Documentar
lo real. Premisa común al cine de ficción y al cine documental; uno con
actores que interpretan personajes, otro con personajes que se limitan a ser
y exponerse en su ir siendo. Lo real, dirán los más exquisitos, es
–en realidad– "lo real", pero prefiero obviar la suspensión de las comillas
y darle a la realidad el status que se merece: algo es real en tanto
alguien lo construye de tal o cual manera, "ficcional" o "documental". Y la
cuestión no es librar a la ficción de la supuesta cruz de ser ficcional,
sino al documental de la pesada cruz de Retratar-Lo-Real. Claro está: la
realidad que vemos en la peatonal San Martín no es la misma (ni del mismo
tipo) que la que lucubra un guionista en algunas hojas. Las dos se
construyen, sí, pero sólo una cuenta con el misterioso peso que le confiere
el hecho de estar ahí. El "documental" (a diferencia del "cine de
ficción") lidia con ese peso, con la impronta de retratar lo que existe más
allá del cine y de quienes lo traman. Y no es poca cosa.
Vamos al punto:
vi muchos documentales en esta entrega del Festival de Mar del Plata, y no
es lo mismo ver una ficción de enfermos oncológicos y familias desesperadas
que ver una serie de imágenes que retratan con cercanía minuciosa los
últimos días (y, ay, segundos) de cinco enfermos de cáncer. No, no es lo
mismo. Menos que menos para el espectador, que se enfrenta –más que nadie–
con ese peso de lo real que sigue-ahí-afuera. La cuestión del qué y el cómo
se embarra más cuando el qué tiene ese plus óntico, cuando en muchos
casos la sordidez o la crudeza del objeto retratado o el interés que puedan
despertar los temas tratados facilitan la pereza formal y la ausencia de
propuestas por parte del realizador de turno. Es el deber de un
documentalista cuestionar, afirmar, dudar del contenido actual a través de
la forma (nosotros con él).

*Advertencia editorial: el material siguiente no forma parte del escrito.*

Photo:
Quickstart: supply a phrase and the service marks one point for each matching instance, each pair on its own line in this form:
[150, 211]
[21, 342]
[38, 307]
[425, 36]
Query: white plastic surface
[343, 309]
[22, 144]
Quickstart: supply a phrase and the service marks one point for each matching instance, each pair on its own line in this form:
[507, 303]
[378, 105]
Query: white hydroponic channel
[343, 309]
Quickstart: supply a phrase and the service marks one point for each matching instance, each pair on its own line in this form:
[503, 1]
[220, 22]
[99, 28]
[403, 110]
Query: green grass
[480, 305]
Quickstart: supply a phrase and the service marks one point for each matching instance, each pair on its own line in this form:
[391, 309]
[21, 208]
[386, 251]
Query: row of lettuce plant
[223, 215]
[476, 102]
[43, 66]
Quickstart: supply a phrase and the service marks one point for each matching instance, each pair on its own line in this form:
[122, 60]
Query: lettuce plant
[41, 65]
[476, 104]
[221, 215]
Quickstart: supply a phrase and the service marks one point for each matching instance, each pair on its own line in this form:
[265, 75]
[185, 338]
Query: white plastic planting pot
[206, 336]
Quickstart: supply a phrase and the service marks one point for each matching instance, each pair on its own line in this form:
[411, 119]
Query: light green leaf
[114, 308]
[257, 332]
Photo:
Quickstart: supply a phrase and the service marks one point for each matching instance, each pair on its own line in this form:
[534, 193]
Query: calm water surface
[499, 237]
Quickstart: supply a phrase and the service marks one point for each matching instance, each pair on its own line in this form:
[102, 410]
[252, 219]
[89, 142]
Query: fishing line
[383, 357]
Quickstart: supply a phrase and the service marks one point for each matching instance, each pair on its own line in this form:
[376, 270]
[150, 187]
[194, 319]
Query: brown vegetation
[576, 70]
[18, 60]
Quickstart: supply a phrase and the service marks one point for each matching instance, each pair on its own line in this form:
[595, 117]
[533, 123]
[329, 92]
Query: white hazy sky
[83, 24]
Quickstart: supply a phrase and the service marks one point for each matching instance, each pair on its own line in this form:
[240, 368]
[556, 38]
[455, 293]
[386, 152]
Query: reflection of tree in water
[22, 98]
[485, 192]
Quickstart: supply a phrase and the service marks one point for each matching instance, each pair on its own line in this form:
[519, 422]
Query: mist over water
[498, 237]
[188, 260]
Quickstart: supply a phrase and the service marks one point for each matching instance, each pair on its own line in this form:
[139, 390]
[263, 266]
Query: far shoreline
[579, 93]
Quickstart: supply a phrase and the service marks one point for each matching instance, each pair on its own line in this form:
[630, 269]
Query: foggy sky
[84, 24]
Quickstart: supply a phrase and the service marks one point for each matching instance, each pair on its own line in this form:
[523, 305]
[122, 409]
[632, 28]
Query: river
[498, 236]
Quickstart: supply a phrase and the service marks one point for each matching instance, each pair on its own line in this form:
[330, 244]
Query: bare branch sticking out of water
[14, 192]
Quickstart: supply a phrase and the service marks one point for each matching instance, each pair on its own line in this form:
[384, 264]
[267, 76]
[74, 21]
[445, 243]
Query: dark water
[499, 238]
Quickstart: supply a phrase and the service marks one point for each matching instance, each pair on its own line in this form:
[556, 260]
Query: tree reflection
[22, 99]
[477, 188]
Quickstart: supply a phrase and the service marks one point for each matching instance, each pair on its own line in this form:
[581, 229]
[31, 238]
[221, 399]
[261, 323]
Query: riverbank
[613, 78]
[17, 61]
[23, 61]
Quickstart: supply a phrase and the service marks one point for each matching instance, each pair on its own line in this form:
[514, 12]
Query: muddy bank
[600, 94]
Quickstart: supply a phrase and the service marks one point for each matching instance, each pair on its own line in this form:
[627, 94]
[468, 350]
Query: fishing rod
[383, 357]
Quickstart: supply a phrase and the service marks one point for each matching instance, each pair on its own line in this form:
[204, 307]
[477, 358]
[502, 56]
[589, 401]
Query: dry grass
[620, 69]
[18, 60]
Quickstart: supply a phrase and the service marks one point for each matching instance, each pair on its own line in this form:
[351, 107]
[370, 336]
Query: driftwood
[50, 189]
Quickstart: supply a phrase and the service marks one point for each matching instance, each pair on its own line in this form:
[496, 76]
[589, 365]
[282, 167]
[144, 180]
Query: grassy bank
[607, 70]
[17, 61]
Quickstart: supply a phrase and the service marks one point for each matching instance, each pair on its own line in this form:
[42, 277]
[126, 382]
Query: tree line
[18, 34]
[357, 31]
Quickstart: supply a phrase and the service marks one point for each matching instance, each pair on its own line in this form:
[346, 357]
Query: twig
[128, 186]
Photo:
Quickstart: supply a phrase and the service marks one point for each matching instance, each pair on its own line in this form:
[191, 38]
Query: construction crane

Es mi deber, por otra parte, esforzarme en
eludir tal plus óntico, mirar a los documentales cual si fueran
ficciones –¿por
qué no?–,
mirar al documento más que a lo documentado.
Tercera persona
Ahora sí:
documentales, los hubo para paladares diversos. Con y sin intervención in
situ del realizador, con y sin entrevistas, con y sin búsquedas
estilizadas, políticos, conceptuales, espirituales, en primera, en segunda,
en tercera persona. Empiezo entonces mi recorrida por este embrollo
documental con aquellos que más se emparentan con la tercera persona,
aquellos acercamientos en los que se mira de lejos, se observa sin
involucrarse
Cuatro de
las mejores películas que vi en mi estadía en Mar del Plata comparten un
autor: se trata de los cuatro mediometrajes del documentalista bielorruso
Sergei Loznitsa, incluidos en la sección Ventana Documental. En todos los
casos se exponen realidades a la distancia, se respeta lo que se observa, se
lo deja respirar en pantalla; en cada uno el realizador parece decirnos "ahí
están ellos, mírenlos" (sus títulos –Paisaje, Retrato– son
esclarecedores). Sean pasajeros en trance en Train Stop, la vida de
hombres y máquinas en Factory o las texturas de un puñado de
trabajadores rurales en Portrait, Loznitsa se mantiene fiel a su
apuesta: no hay personajes, no hay diálogos, no se generan tensiones, no hay
narración; en fin, no pasa nada. ¿O sí? Planos fijos (muchos), pocos
movimientos –Landscape es la excepción con sus cadenciosos e
interminables travellings–; el amigo bielorruso parece devolver al cine a
sus comienzos. Sus planos remiten a los de Lumière, a la naturaleza primera
del registro fílmico: acá enfrente hay algo, mirémoslo (lo humano es paisaje
y el paisaje es humano). En este silencioso dejar-ser a lo que documenta, el
documentalista lo respeta en su ambigüedad inherente, deja que surjan las
grietas desde donde el espectador puede ingresar y cuestionar la materia.
Pienso que
quizá se trate de eso: necesito –como espectador de un documento– ver las
grietas, encontrar por dónde mezclarme con esa realidad, ya sea a través de
la pertenencia o de la pregunta. ¿Por qué falla entonces (o por qué me falló
a mi) Dying At Grace?, en el que Allan King sigue la gradual muerte
de cinco pacientes oncológicos (premisa que me atrajo y desilusionó más que
cualquier otra). Acá hay también documentación directa y un realismo que por
momentos supera al del bielorruso, pero King parece apoyarse demasiado en la
agonía de sus protagonistas sin limitarse tampoco a mostrarlos cual
Fábrica de Loznitsa: no hay distancia de observación pero tampoco una
intimidad lograda (que hay momentos, los hay; pero son anecdóticos). King se
mantiene en el contenidismo y cree en el impacto ontológico de la
muerte: no se equivoca. Yo, por lo pronto, no encontré grietas (esas que
surgen de la vida de los planos) para asomarme; sí, en cambio, una bajada de
línea de un trascendentalismo religioso que no me interesa (y apenas pude
soportar a la enfermera que empujaba a los enfermos a creer en su Dios).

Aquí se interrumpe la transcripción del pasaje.